The medtech giant warned healthcare professionals that there is the potential for reduced shock energy — around 79% of programmed energy — during high-voltage (HV) therapy for all Cobalt and Crome ICDs and cardiac resynchronization therapy defibrillators (CRT-Ds).
According to the notice, through June 3, 2022, Medtronic identified 27 devices (comprising 0.03% of devices distributed worldwide) that have experienced a reduced-energy shock, which is accompanied by a short circuit protection (SCP) alert. No reports of permanent harm or death have been reported in relation to the issue, and Medtronic has submitted a device software update to address the issue. It expects the update to be available for download into implanted devices beginning in the third or fourth quarter of calendar year 2022, pending regulatory approvals.

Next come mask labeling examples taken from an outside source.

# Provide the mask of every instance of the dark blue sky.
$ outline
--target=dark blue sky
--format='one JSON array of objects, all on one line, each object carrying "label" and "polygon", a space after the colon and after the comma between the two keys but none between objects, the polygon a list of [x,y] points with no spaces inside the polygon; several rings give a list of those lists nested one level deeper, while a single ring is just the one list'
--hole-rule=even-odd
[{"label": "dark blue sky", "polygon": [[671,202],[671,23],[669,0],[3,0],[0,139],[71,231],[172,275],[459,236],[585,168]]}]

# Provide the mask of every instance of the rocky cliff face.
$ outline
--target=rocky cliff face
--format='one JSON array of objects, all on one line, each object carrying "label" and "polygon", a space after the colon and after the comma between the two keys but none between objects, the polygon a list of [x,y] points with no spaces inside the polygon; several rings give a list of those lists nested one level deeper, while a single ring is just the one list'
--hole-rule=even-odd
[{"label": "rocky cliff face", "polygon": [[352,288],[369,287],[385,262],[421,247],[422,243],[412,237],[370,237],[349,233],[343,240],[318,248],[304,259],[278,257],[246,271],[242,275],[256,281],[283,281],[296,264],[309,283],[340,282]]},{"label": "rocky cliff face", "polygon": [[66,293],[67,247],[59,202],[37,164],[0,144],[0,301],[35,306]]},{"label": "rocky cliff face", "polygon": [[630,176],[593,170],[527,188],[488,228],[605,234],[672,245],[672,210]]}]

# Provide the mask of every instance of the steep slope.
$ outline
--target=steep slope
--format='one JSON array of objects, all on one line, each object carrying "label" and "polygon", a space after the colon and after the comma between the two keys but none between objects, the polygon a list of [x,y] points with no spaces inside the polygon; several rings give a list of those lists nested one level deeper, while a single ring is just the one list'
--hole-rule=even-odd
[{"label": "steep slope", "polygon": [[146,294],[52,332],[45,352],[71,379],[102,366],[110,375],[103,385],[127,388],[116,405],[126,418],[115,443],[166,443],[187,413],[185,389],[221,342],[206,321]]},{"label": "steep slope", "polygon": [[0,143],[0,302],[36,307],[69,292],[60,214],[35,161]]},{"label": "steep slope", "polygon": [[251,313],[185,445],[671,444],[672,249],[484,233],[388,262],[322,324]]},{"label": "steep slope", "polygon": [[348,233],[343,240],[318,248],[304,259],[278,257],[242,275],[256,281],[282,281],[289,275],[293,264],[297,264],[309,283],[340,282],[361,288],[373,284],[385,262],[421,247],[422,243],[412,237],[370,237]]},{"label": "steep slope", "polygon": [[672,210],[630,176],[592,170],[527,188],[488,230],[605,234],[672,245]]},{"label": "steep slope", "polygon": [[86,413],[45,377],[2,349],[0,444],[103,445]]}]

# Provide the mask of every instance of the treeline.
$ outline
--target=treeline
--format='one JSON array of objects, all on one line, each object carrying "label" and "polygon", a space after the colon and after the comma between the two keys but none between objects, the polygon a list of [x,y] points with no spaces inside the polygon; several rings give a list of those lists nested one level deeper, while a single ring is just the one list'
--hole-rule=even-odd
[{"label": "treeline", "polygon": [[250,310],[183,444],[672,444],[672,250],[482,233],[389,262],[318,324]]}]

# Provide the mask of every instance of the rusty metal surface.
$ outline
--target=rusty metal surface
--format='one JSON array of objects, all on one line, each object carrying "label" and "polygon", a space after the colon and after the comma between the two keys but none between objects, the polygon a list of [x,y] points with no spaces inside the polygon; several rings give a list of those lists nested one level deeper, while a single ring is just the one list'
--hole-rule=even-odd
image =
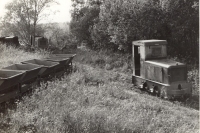
[{"label": "rusty metal surface", "polygon": [[20,83],[24,71],[16,70],[0,70],[0,91],[8,89]]},{"label": "rusty metal surface", "polygon": [[22,62],[23,64],[37,64],[37,65],[43,65],[39,75],[41,77],[48,76],[56,70],[56,68],[59,66],[59,63],[52,62],[52,61],[46,61],[46,60],[39,60],[39,59],[33,59]]},{"label": "rusty metal surface", "polygon": [[40,70],[42,69],[42,65],[35,64],[13,64],[8,67],[4,67],[3,69],[7,70],[23,70],[25,74],[21,77],[21,83],[29,82],[30,80],[37,78]]}]

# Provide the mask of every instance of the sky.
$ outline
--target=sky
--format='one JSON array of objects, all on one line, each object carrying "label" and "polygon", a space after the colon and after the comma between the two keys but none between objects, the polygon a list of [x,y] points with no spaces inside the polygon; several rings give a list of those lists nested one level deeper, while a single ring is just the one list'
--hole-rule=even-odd
[{"label": "sky", "polygon": [[[13,0],[0,0],[0,17],[5,15],[5,5]],[[71,0],[56,0],[59,4],[53,4],[45,13],[51,13],[47,19],[40,23],[69,22],[71,20]]]}]

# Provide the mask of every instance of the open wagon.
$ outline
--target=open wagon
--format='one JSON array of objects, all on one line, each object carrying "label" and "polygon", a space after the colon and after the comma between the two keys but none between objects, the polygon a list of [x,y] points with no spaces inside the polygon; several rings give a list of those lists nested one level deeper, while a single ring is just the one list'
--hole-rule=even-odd
[{"label": "open wagon", "polygon": [[69,64],[70,58],[68,57],[57,57],[57,56],[51,56],[48,58],[45,58],[44,60],[53,61],[59,63],[59,67],[56,69],[56,72],[61,72],[64,70],[66,72],[68,70],[67,66]]},{"label": "open wagon", "polygon": [[36,65],[42,65],[41,70],[39,71],[39,76],[41,78],[53,76],[55,74],[55,70],[58,67],[58,63],[46,61],[46,60],[40,60],[40,59],[32,59],[22,62],[23,64],[36,64]]},{"label": "open wagon", "polygon": [[0,103],[20,95],[20,79],[24,71],[0,70]]}]

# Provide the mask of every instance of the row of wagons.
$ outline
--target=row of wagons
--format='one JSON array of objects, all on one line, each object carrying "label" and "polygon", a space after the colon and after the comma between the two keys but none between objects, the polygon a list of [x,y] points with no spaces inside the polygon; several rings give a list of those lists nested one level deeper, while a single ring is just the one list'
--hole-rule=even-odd
[{"label": "row of wagons", "polygon": [[53,54],[44,59],[32,59],[0,69],[0,103],[20,97],[34,84],[72,71],[76,54]]}]

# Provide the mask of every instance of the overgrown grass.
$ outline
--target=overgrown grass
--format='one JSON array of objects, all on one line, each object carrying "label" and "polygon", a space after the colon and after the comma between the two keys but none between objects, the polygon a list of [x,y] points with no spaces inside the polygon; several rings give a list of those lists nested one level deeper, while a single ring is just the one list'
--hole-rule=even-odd
[{"label": "overgrown grass", "polygon": [[78,71],[50,82],[47,89],[37,88],[2,116],[10,120],[7,131],[198,132],[198,111],[130,91],[131,84],[107,70],[76,66]]},{"label": "overgrown grass", "polygon": [[126,59],[79,51],[71,75],[42,84],[0,115],[0,132],[197,133],[197,110],[134,91],[130,64],[119,63]]}]

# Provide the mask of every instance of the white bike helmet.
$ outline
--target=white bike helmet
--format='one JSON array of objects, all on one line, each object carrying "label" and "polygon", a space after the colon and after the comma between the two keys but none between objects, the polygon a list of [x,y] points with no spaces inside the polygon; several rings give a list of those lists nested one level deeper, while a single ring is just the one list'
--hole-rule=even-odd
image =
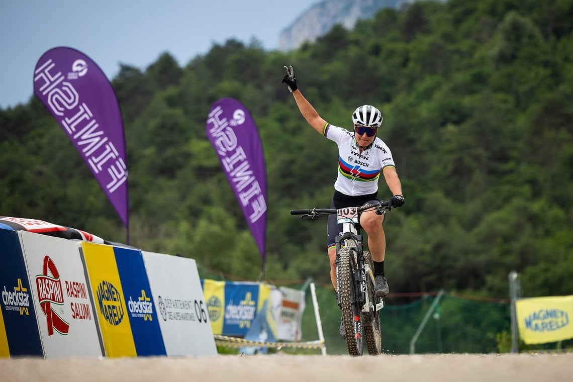
[{"label": "white bike helmet", "polygon": [[352,113],[355,125],[378,128],[382,124],[382,113],[372,105],[363,105]]}]

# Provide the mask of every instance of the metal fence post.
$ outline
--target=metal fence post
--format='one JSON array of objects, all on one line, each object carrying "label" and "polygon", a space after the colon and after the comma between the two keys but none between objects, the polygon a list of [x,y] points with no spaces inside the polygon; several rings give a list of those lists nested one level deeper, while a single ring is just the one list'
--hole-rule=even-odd
[{"label": "metal fence post", "polygon": [[428,318],[430,318],[430,315],[431,314],[432,312],[434,311],[434,308],[439,302],[440,299],[442,298],[442,295],[444,294],[444,289],[440,289],[439,292],[438,292],[438,296],[435,297],[435,299],[432,302],[431,305],[430,305],[430,308],[428,309],[427,312],[426,312],[426,316],[422,320],[422,322],[420,323],[420,325],[418,327],[418,330],[416,330],[415,334],[414,334],[414,337],[410,341],[410,353],[414,354],[416,341],[418,340],[418,337],[419,336],[420,333],[422,333],[422,330],[426,326],[426,322],[427,322]]},{"label": "metal fence post", "polygon": [[508,281],[509,283],[509,298],[511,306],[511,352],[519,353],[519,345],[517,339],[519,333],[517,332],[517,317],[515,310],[515,301],[521,297],[521,282],[519,278],[519,275],[515,270],[509,272],[508,275]]}]

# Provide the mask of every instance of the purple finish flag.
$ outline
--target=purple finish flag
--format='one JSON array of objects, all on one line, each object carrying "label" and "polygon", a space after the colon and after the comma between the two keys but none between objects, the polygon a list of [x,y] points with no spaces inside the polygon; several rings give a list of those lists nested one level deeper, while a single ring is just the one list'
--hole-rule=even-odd
[{"label": "purple finish flag", "polygon": [[123,121],[105,75],[83,53],[56,48],[36,64],[34,92],[73,143],[128,232]]},{"label": "purple finish flag", "polygon": [[249,223],[264,270],[266,170],[257,126],[242,104],[223,98],[211,107],[205,132]]}]

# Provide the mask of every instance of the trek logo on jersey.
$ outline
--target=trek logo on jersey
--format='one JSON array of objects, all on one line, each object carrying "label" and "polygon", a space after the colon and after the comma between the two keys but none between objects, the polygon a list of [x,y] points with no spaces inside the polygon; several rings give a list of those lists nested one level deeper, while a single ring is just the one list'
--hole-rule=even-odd
[{"label": "trek logo on jersey", "polygon": [[388,152],[386,151],[386,149],[383,147],[382,147],[382,146],[379,146],[378,145],[376,144],[374,145],[374,147],[376,147],[376,148],[378,149],[379,150],[382,150],[382,152],[383,152],[384,154],[388,153]]},{"label": "trek logo on jersey", "polygon": [[151,299],[146,294],[145,290],[142,289],[142,295],[138,297],[136,301],[131,299],[129,296],[129,302],[127,303],[127,309],[131,313],[131,317],[143,318],[143,321],[153,321],[153,304]]},{"label": "trek logo on jersey", "polygon": [[18,310],[21,316],[28,316],[30,308],[30,293],[28,289],[22,285],[22,279],[18,278],[18,286],[14,287],[14,292],[7,290],[6,285],[2,292],[2,301],[6,310]]},{"label": "trek logo on jersey", "polygon": [[97,286],[96,293],[100,313],[109,324],[117,326],[121,323],[125,312],[119,291],[109,281],[104,280]]},{"label": "trek logo on jersey", "polygon": [[[52,306],[52,304],[64,305],[64,292],[60,279],[60,272],[54,261],[47,255],[44,257],[42,271],[42,274],[36,276],[36,281],[38,302],[46,316],[48,335],[53,334],[54,329],[61,334],[67,335],[70,324],[58,315]],[[59,311],[60,313],[64,313],[61,308],[59,309]]]}]

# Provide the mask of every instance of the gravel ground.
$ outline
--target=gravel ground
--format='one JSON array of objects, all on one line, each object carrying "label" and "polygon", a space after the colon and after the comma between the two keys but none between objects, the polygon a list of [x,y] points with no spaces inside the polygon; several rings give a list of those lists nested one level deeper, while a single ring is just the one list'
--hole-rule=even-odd
[{"label": "gravel ground", "polygon": [[572,380],[573,354],[0,360],[2,381],[351,381],[539,382]]}]

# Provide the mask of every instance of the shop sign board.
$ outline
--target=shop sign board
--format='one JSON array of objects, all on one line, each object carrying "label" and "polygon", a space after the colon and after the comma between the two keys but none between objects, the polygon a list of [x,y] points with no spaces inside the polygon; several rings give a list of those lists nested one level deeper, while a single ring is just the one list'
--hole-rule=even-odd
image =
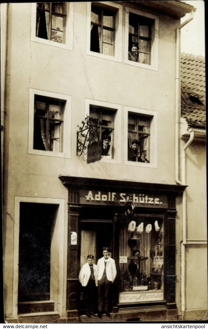
[{"label": "shop sign board", "polygon": [[163,300],[162,291],[141,291],[136,292],[121,292],[119,294],[119,303],[121,303]]},{"label": "shop sign board", "polygon": [[127,256],[119,256],[120,263],[127,263]]},{"label": "shop sign board", "polygon": [[87,162],[90,164],[99,161],[101,159],[102,148],[101,140],[93,142],[87,146]]},{"label": "shop sign board", "polygon": [[[124,206],[129,199],[129,193],[80,190],[80,203],[84,204]],[[146,193],[141,191],[132,194],[135,207],[168,208],[166,195]]]}]

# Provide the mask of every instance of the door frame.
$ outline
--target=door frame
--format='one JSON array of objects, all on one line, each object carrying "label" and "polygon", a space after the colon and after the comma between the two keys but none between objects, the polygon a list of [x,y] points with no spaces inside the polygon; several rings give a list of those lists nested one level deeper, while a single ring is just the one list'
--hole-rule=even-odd
[{"label": "door frame", "polygon": [[[65,271],[64,265],[65,226],[67,225],[65,220],[64,210],[65,200],[62,199],[49,198],[33,197],[14,197],[14,245],[12,291],[12,317],[18,316],[18,282],[19,274],[19,243],[20,223],[20,202],[35,203],[46,204],[56,204],[58,206],[56,217],[55,218],[54,230],[52,237],[51,256],[51,278],[50,279],[50,299],[55,302],[55,310],[58,312],[60,316],[63,316],[64,291],[64,275]],[[53,253],[53,246],[56,246],[56,254]],[[52,248],[51,248],[52,247]],[[57,250],[58,250],[58,254]],[[55,266],[53,266],[53,265]],[[56,269],[54,269],[56,268]],[[52,281],[54,275],[58,279]]]}]

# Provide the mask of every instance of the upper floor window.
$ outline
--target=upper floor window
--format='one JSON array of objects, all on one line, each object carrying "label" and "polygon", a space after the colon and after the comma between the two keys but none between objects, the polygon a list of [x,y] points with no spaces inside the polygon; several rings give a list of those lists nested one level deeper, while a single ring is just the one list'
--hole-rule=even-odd
[{"label": "upper floor window", "polygon": [[65,43],[66,5],[64,2],[37,3],[36,37]]},{"label": "upper floor window", "polygon": [[71,157],[71,97],[30,89],[28,153]]},{"label": "upper floor window", "polygon": [[114,113],[104,108],[91,105],[90,119],[92,124],[101,122],[98,140],[102,140],[102,157],[113,159]]},{"label": "upper floor window", "polygon": [[152,20],[129,13],[128,54],[129,61],[150,64],[151,27],[153,22]]},{"label": "upper floor window", "polygon": [[63,152],[64,103],[35,95],[33,148]]},{"label": "upper floor window", "polygon": [[31,40],[72,50],[74,2],[33,2],[31,6]]},{"label": "upper floor window", "polygon": [[[122,106],[88,98],[85,99],[85,116],[89,117],[89,125],[92,125],[92,128],[89,133],[90,142],[99,141],[98,144],[102,146],[101,158],[99,161],[120,164]],[[84,160],[87,160],[86,155]]]},{"label": "upper floor window", "polygon": [[150,163],[150,118],[128,113],[128,160]]},{"label": "upper floor window", "polygon": [[149,13],[127,7],[125,63],[157,70],[159,18]]},{"label": "upper floor window", "polygon": [[114,56],[115,12],[92,5],[90,50]]},{"label": "upper floor window", "polygon": [[97,1],[87,8],[87,55],[121,62],[123,6]]}]

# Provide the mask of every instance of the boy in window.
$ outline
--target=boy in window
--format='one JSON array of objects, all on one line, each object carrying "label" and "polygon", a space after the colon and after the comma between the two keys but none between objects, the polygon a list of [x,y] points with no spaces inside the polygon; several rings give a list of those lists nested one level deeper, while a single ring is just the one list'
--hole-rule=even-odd
[{"label": "boy in window", "polygon": [[138,161],[139,162],[145,162],[146,163],[150,163],[150,161],[146,158],[146,156],[147,151],[142,151],[140,156],[138,158]]},{"label": "boy in window", "polygon": [[111,146],[110,144],[111,138],[110,132],[108,129],[105,129],[102,133],[102,153],[103,157],[107,157],[111,159]]},{"label": "boy in window", "polygon": [[137,62],[138,56],[138,45],[136,43],[133,43],[131,51],[128,52],[128,60]]},{"label": "boy in window", "polygon": [[138,156],[138,148],[140,143],[138,139],[133,139],[131,141],[131,147],[128,152],[128,161],[136,161]]}]

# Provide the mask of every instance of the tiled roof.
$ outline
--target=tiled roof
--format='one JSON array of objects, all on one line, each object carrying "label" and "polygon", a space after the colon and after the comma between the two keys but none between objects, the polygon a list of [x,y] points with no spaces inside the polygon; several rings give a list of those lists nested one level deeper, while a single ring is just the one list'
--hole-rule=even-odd
[{"label": "tiled roof", "polygon": [[181,55],[181,115],[189,126],[206,127],[205,59],[187,54]]}]

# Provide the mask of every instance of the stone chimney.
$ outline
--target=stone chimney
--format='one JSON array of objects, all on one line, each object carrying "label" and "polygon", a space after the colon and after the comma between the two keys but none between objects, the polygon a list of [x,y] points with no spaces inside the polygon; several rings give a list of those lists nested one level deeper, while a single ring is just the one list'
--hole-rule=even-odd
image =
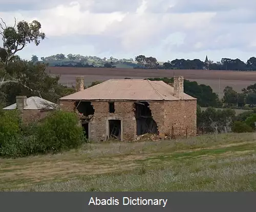
[{"label": "stone chimney", "polygon": [[184,77],[182,76],[174,77],[174,96],[179,99],[182,99],[184,93]]},{"label": "stone chimney", "polygon": [[77,76],[76,78],[76,91],[80,91],[84,89],[84,79],[83,76]]},{"label": "stone chimney", "polygon": [[16,97],[16,104],[18,110],[23,110],[24,107],[27,106],[27,97],[26,96],[17,96]]}]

Medtronic said that the potential for reduced-energy shock is the result of the SCP safety feature designed to truncate delivered energy to protect the device when an unexpected current is detected during HV therapy. All Cobalt and Crome devices include the SCP feature, and SCP events can trigger during the delivery of HV biphasic waveform in the presence of lead insulation breach (typically first-phase SCP) or unexpected, additional current in the device HV circuit (typically second-phase SCP).
The warning impacts four models of the Cobalt XT, four models of the Cobalt and four models of the Crome devices. Medtronic requested that hospitals quarantine and return a subset of non-implanted Cobalt and Crome ICDs and CRT-Ds so that the devices may undergo additional inspection to ensure conformance to manufacturing specifications.
Medtronic’s latest warning for ICDs follows a serious recall of the devices in the U.S. in April of last year, with the FDA classifying it as Class I. That recall, which involved 239,171 ICDs and CRT-Ds, was attributed to potential battery life problems. It was related to 444 complaints regarding Medtronic’s Evera, Viva, Brava, Claria, Amplia, Compia and Visia devices.